The thing is, Ian isn’t a knight in shining armour despite how much the book tells us he is. He was the one who discovered Grace, half naked, bleeding, and unconscious on the floor, and never said anything about it. He also hurts Graces and does join in with the bullying in one scene.
He also has this epiphany that girls are weird, when his sees his friends triple team a girl. The horror that he feels isn’t about how his friends are going at it with the same girl, but that she allowed them to do so. The horror! His sister explains that some girls are desperate for attention, while others are desperate for friends. The girl only allowed for the guys to have their way with her, not because she wanted to, but because she was the wing woman to her friend who wanted to get laid with the main guy.
Other than this and him driving under the influence, he’s a pretty decent guy. But I don’t like how he’s meant to be the beacon of what a great guy is after everything he did. If I were Grace, I’d accept his friendship but I’d never want anything to be romantic between us. Then again, I’m not a teen so maybe I’m seeing things a bit differently? I’d like to think I’d feel the same way though.
The ending, unfortunately, also doesn’t quite work for me. It was a typical happy ending where all of the loose ends are tied up in a nice pink bow. And even though I’m glad Grace found happiness, it didn’t ring true to me. This is a school that clearly idolized Zac, who is their star lacrosse player. The team was undefeated and heading into the playoffs. To lose that opportunity and have some of the other players benched due to their behaviour, would get some people angry. Grace would definitely have people coming to her once the truth is revealed and finally be on her side, but she’d also have a group that hates her because, according to them, she ruined the school’s chances at a perfect win.
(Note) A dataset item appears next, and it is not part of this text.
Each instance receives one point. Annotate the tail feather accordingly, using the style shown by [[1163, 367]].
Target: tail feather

To me, it doesn’t seem realistic for everyone to seek her forgiveness and be okay with the outcome, as sad as that may sound.
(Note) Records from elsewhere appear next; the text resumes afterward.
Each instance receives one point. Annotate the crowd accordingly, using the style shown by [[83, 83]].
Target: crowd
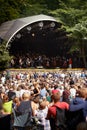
[[37, 60], [41, 93]]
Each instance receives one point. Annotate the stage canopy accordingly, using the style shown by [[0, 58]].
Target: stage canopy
[[35, 32]]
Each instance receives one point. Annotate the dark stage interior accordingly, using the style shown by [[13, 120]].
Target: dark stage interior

Also, [ spoilers : highlight the text to read them ] Zac keeping a video of the rape seemed pretty convenient. I mean, he doesn’t even have a password on his phone so anyone couldn’t have seen this piece of incriminating evidence. I just don’t understand why he would retain this video, knowing that it could ruin his life and chance to go to a top tier school.
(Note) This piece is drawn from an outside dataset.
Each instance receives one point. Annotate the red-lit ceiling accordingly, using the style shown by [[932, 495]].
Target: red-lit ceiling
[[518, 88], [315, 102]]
When Ian finally realizes the truth, he starts to stop seeing Zac as a friend and instead as a symbol for female oppression. All of the hook ups, the look at girls like conquests, and how he treated his mom. For example, Zac’s mom offers to bring some food down, she starts talking to Ian only for Zac to say, “Mom, the food?” Then when she brought down the food and he didn’t say thank you to her.
Not saying this is right or not, but this seemed like typical teen behaviour and not a snapshot of female oppression. [/ spoilers ]
Overall: Some Boys has a great message for young girls and for the most part, Grace is a great MC. She’s tough, she’s smart, and she won’t back down when people come after her. I do kind of wish that the entire story was told from her point of view, but I guess Ian did have some good points in his chapters too.
Despite this, the book does go into preachy territory and the double standard about clothing didn’t sit well with me. The ending also felt a bit forced and unrealistic. The writing is great though and I did stay up to finish this, so there’s a balance of good and bad here.